User-centred Speech-to-text Interpreting: How to Enhance the Readability of Live Texts

Posted June 10, 2026

In Issue 1/2026

Introduction

Speech-to-text interpreters provide live text that makes real-life communicative events accessible for various demographic groups. Live text fills in the blanks and reduces hearing stress as well as the cognitive load that comes with compensating for hearing loss. It also supports second or third language comprehension. However, having to read text at the speed of the spoken word also creates cognitive load. Consequently, speech-to-text interpreters need to aim not only for speed and completeness but also for readability. This article discusses strategies for producing readable live text.

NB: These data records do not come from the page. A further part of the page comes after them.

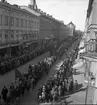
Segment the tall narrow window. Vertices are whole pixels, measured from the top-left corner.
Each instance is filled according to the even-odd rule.
[[[27,27],[27,20],[25,20],[25,27]]]
[[[19,18],[16,18],[16,26],[19,26]]]
[[[0,25],[2,25],[2,16],[0,15]]]
[[[14,31],[11,31],[11,39],[14,39]]]
[[[8,31],[7,30],[5,31],[5,40],[6,41],[8,40]]]
[[[5,25],[8,26],[8,16],[5,16]]]
[[[21,27],[23,27],[23,19],[21,19]]]
[[[14,26],[14,18],[13,17],[10,18],[10,23],[11,23],[11,26]]]

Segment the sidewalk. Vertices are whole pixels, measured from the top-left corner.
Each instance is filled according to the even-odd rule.
[[[49,56],[49,52],[47,52],[41,56],[38,56],[37,58],[33,59],[32,61],[29,61],[25,65],[20,66],[18,69],[22,73],[27,72],[29,64],[36,64],[38,61],[43,60],[47,56]],[[11,84],[11,82],[14,82],[14,80],[15,80],[15,70],[10,71],[3,76],[0,75],[0,91],[2,90],[4,85],[9,86]]]
[[[78,69],[76,71],[76,75],[73,75],[74,80],[78,81],[80,90],[77,92],[67,95],[66,96],[66,101],[68,104],[85,104],[85,99],[86,99],[86,87],[87,85],[84,83],[84,72],[85,70],[83,68]],[[92,104],[92,92],[93,89],[89,89],[88,92],[88,98],[87,98],[87,104]]]

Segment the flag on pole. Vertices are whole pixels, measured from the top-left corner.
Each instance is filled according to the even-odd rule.
[[[15,69],[15,80],[16,80],[17,77],[19,79],[25,80],[23,74],[18,69]]]

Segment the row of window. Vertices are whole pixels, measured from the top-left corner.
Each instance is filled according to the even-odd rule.
[[[10,23],[10,24],[9,24]],[[0,15],[0,25],[3,24],[3,16]],[[32,20],[26,20],[26,19],[20,19],[20,18],[14,18],[14,17],[4,17],[4,25],[8,26],[16,26],[16,27],[26,27],[26,28],[39,28],[39,22],[32,21]]]

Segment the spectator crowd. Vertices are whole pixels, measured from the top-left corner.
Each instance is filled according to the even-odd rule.
[[[37,93],[39,104],[58,102],[62,96],[76,91],[78,83],[77,80],[74,81],[72,72],[69,70],[70,64],[70,60],[64,61],[56,74],[39,88]]]
[[[19,67],[20,65],[23,65],[30,60],[33,60],[35,57],[40,56],[47,51],[47,49],[36,49],[33,52],[25,52],[19,57],[8,58],[6,60],[0,59],[0,74],[3,75],[16,67]]]
[[[20,96],[23,96],[25,91],[29,92],[30,89],[32,90],[38,81],[44,75],[48,74],[55,61],[55,56],[47,57],[35,65],[29,65],[28,71],[23,74],[16,69],[16,79],[9,87],[4,86],[1,91],[0,101],[3,100],[6,105],[10,105],[10,103],[15,102]]]

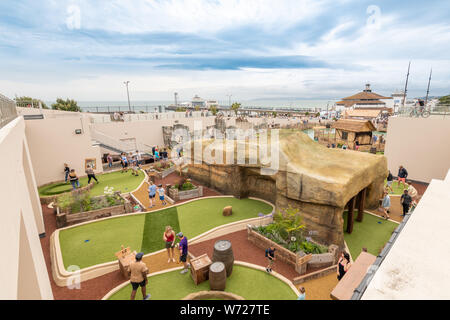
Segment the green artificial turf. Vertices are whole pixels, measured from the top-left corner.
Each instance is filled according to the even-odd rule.
[[[362,222],[356,221],[358,212],[355,210],[353,217],[353,232],[347,233],[347,211],[344,212],[344,240],[347,243],[353,260],[361,253],[363,247],[367,251],[377,256],[384,245],[391,238],[392,232],[397,228],[398,224],[388,221],[381,217],[365,213]]]
[[[233,214],[225,217],[223,208],[233,207]],[[178,207],[181,231],[193,238],[220,225],[258,217],[258,213],[269,214],[272,206],[252,199],[232,197],[201,199]]]
[[[179,270],[171,271],[148,279],[147,293],[151,300],[180,300],[190,293],[210,290],[209,282],[195,285],[189,273],[180,274]],[[237,294],[246,300],[295,300],[297,296],[292,289],[281,280],[266,272],[243,266],[234,266],[233,273],[227,278],[225,291]],[[110,300],[129,300],[131,285],[128,284]],[[136,299],[142,299],[140,289]]]
[[[140,251],[144,220],[145,215],[124,216],[61,230],[64,267],[76,265],[82,269],[113,261],[121,245]]]
[[[91,196],[102,195],[105,191],[105,187],[113,187],[114,191],[121,191],[122,193],[134,191],[139,187],[142,180],[144,180],[145,175],[142,171],[139,171],[139,176],[133,176],[131,170],[128,170],[128,172],[124,173],[121,171],[104,173],[96,175],[96,177],[100,183],[97,184],[95,183],[95,180],[91,180],[91,182],[94,182],[94,186],[90,190]],[[84,187],[87,185],[88,178],[80,178],[79,182],[80,187]],[[59,182],[40,187],[38,191],[40,196],[50,196],[72,191],[72,185],[70,183]]]
[[[233,215],[224,217],[223,207],[233,206]],[[123,244],[131,250],[151,253],[164,248],[162,235],[167,225],[193,238],[214,227],[254,218],[272,207],[262,201],[236,198],[195,200],[180,206],[91,222],[60,231],[59,240],[64,266],[80,268],[115,260],[114,253]],[[85,242],[85,240],[89,240]]]
[[[404,184],[399,184],[397,182],[397,180],[392,181],[392,190],[394,190],[394,193],[392,193],[392,194],[398,194],[398,195],[403,194],[403,190],[404,190],[403,186],[404,186]],[[385,188],[387,187],[386,180],[384,180],[384,187]]]
[[[150,212],[145,215],[144,236],[141,251],[150,253],[164,249],[163,233],[166,226],[171,226],[175,233],[180,231],[177,207],[162,211]]]

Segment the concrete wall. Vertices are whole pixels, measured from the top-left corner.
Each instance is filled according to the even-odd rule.
[[[26,120],[26,135],[37,185],[64,179],[64,163],[85,175],[85,159],[96,158],[102,172],[100,148],[92,146],[89,116],[75,112],[48,112],[44,119]],[[75,134],[81,129],[81,134]]]
[[[44,223],[25,122],[0,129],[0,300],[53,299],[39,234]]]
[[[394,176],[403,165],[412,180],[444,179],[450,168],[450,118],[389,118],[384,154]]]
[[[144,146],[145,148],[151,149],[152,146],[163,146],[163,126],[173,126],[177,121],[179,124],[183,124],[189,127],[189,130],[192,132],[194,130],[194,124],[197,121],[200,123],[199,126],[202,129],[206,129],[208,126],[212,126],[215,124],[214,116],[210,117],[193,117],[186,118],[183,113],[166,113],[166,115],[180,115],[183,117],[180,118],[172,118],[172,119],[159,119],[159,120],[136,120],[136,121],[125,121],[125,122],[92,122],[91,126],[93,129],[107,135],[113,137],[115,139],[132,139],[136,138],[136,142],[140,146]],[[162,114],[164,115],[164,114]],[[134,115],[137,117],[141,117],[141,119],[145,119],[145,115]],[[98,115],[91,115],[92,119],[98,117]],[[108,116],[109,117],[109,116]],[[236,118],[230,117],[229,119],[226,117],[226,126],[235,126]],[[263,118],[248,118],[248,121],[253,125],[260,124],[264,121]],[[284,118],[269,118],[267,119],[269,124],[275,123],[280,124],[281,126],[295,124],[300,122],[300,119],[284,119]],[[144,149],[145,149],[144,148]]]

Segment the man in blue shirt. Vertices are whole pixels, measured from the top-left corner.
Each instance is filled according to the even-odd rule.
[[[189,263],[187,263],[187,255],[188,255],[188,244],[187,244],[187,238],[183,235],[182,232],[177,233],[177,237],[180,239],[180,243],[178,244],[180,248],[180,261],[183,262],[184,269],[181,270],[181,274],[184,274],[188,272],[189,270]]]
[[[150,199],[150,208],[154,207],[153,199],[156,196],[156,185],[153,183],[153,181],[150,180],[150,186],[148,187],[148,197]]]

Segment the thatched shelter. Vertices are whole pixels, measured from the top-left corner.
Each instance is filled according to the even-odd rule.
[[[333,123],[336,130],[335,142],[354,146],[356,141],[359,145],[370,145],[372,143],[372,131],[375,126],[368,120],[345,119]]]

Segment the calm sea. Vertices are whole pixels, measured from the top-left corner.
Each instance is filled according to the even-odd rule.
[[[337,100],[304,100],[304,99],[255,99],[255,100],[242,100],[238,101],[243,107],[263,107],[263,108],[286,108],[286,109],[309,109],[309,108],[321,108],[326,110],[327,104],[329,107]],[[183,101],[181,101],[183,102]],[[233,102],[233,101],[232,101]],[[52,104],[53,102],[49,102]],[[158,106],[168,106],[173,104],[173,101],[169,100],[148,100],[148,101],[131,101],[131,106],[134,110],[155,112],[158,111]],[[228,105],[228,102],[220,101],[220,105]],[[78,101],[78,105],[83,111],[110,111],[128,110],[127,101]]]

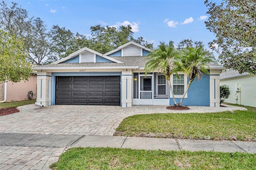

Hearing impairment and speech-to-text interpreting

A study by the German Association of the Hard of Hearing (DSB 2018) finds 21.3% of Germans over 14 – well over 15 million people – to be hard of hearing, with 8.8% of them severely hearing impaired or D/deaf. These figures are in line with a report by the European Association of the Hard of Hearing (EFOH 2024), according to which about 10% of the European population under the age of 65 and 20% including those 65 and over self-report hearing loss. With around 200,000 people who are D/deaf or severely hard of hearing in Germany and who, according to the Federal German Agency for Accessibility, are sign language users (Bundesstelle Barrierefreiheit, undated), that makes for five in six spoken language users among people with very limited or no spoken language understanding. They employ a tactical mix of residual hearing, lip reading, context awareness, anticipation, collocations and often message guessing in order to understand their communication partners, while using spoken language for their own communication.

These so-called “hearing tactics” vary in effectiveness depending on a wide range of factors, including the degree and kind of hearing loss, age of onset, acoustic environments, familiarity with a given topic and many more. Moreover, employing such hearing tactics will always result in hearing stress, causing fatigue and headaches and generally compromising content comprehension as well as, eventually, communication and participation. For spoken language-oriented persons with hearing impairments, hearing comprehension will always create a mental load that preys on cognitive capacities usually directed towards content comprehension, creating barriers in every aspect of life, from education through occupation to recreation.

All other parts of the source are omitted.